We all live in different states: Massachusetts, Connecticut, New Jersey, North Carolina. Except for our same-time next-year trip to Iceland, I only see these women a couple of times a year.I might go up to the Berkshires or New Jersey to ride with them for a weekend, since they have horses and I don’t. But the times are few and far between. When Esther sends this January email it starts a charge and I envision all of us looking up from work on our computers, sights drifting northerly, sniffing the wind like polar bears. Other emails then start to trickle in from the group. Bev attaches photos of our trip taken last summer. I’ll send a link to an island for sale off the coast of Breidafjordur, “Let’s all chip in and buy it!” I write in the subject line. (I dream big about small, cold islands.)

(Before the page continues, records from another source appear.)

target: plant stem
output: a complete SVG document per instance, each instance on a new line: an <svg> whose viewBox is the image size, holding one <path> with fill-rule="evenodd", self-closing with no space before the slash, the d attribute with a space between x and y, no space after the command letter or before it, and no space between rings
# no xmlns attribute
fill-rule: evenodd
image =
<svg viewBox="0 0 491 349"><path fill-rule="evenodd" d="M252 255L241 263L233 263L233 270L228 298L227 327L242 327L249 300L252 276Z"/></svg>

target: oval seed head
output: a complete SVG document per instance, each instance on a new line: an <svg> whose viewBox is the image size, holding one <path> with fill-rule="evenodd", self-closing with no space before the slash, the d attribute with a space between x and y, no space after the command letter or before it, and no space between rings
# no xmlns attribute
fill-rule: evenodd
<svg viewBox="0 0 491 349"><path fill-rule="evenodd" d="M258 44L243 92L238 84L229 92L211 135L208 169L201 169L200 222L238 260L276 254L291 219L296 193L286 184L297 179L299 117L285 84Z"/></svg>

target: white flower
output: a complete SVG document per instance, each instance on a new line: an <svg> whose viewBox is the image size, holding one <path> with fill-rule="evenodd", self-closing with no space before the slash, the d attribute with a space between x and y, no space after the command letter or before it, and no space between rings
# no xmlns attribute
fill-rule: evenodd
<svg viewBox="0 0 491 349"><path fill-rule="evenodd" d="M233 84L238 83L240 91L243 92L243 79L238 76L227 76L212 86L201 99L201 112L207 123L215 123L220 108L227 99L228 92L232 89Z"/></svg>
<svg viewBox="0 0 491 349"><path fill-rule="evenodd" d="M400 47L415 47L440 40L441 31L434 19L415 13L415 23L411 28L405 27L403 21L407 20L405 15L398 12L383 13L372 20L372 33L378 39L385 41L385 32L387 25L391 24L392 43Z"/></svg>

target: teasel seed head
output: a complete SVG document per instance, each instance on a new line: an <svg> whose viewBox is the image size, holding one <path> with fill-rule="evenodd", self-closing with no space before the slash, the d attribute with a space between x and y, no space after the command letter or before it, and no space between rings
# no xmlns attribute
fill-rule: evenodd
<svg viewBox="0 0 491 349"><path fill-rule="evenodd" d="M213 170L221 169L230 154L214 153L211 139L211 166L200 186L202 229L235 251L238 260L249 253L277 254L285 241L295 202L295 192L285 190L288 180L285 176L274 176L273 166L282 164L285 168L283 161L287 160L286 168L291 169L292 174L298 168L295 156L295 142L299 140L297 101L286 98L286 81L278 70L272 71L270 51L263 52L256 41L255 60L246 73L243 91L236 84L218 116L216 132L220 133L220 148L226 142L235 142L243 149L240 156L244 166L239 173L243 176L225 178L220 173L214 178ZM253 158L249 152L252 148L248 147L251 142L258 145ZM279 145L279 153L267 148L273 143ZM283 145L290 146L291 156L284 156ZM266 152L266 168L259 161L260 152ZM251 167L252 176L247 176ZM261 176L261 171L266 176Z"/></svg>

Then Kathryn sends a video link attached with the message, “What an adventure!” I open it up. It’s a short film of undulating broken ice, a place (not named) where Inuit men and women lower themselves down a treacherous ice chute to the bottom of a fissure during the brief low tide, risking their lives to collect pails of mussels before climbing out by rope ladder before the tide comes rushing back in.
I get the message. What these images all bring together for us–ice, the Arctic sea, the scary frigid water, the screeching of the skuas. Iceland.
I buy my tickets. “I’m in,” I type back.